For the Japanese manufacturers, the reaction is slower than the Europeans. This is for a number of reasons, including simply geography. It of course does not take anything special to understand that Japan is quite far away from Europe. 

Additionally, there is a reason that Dorna’s talent cups all feed young motorcycle racers into the Spanish-based FIM JuniorGP. The reference point for motorcycle racers is established in Europe. The best young riders come from Spain and Italy, because those two countries spend the most resources on motorcycle racing. Therefore, for North European, British, and Asian kids who want to be a MotoGP rider, they first have to take on the best from Spain and Italy in the European Talent Cup, JuniorGP, and the Euro-centric Red Bull Rookies MotoGP Cup. 

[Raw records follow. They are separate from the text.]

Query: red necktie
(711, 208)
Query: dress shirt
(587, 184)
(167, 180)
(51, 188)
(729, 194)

The result is that the best riders are in Europe, and finding a MotoGP-pace rider in Europe is significantly less challenging than finding one in Japan. That is why Yamaha signed 2009 WorldSSP Champion and three-time MotoGP race winner Cal Crutchlow to be its test rider; why HRC signed 2011 Moto2 World Champion Stefan Bradl; and why Suzuki signed 2014 WorldSBK Champion Sylvain Guintoli. 

They have speed which is comparable to or better than the likes of Michele Pirro of Ducati; Mika Kallio and Dani Pedrosa of KTM; and Lorenzo Savadori of Aprilia. This is important, but what is more important is being able to use those test riders. 

This is where the resources comes back into it. In Japan, there are two tracks which could be considered ‘Grand Prix tracks’: Suzuka, which is too dangerous, and Motegi. In Europe, on the other hand, there are all of the tracks currently on the calendar, and more, like Le Castellet in France, for example (though it could do with some gravel).

This means you need to test in Europe. For Ducati and Aprilia, there are both Mugello and Misano to pound round, and for KTM there is the Red Bull Ring.

For the Europeans, the same tracks are available, but putting together, funding and supplying that test team required to go and make use of them several times per year is more complicated, and will only get more complicated as the global economy continues to suffer as a result of pandemics and wars. 

Over the last six years, the gap deficit to European manufacturers - then just Ducati - suffered to the Japanese has been reversed. They do not yet have the Riders’ titles to show for it, but their dominance over the Japanese is now beyond doubt.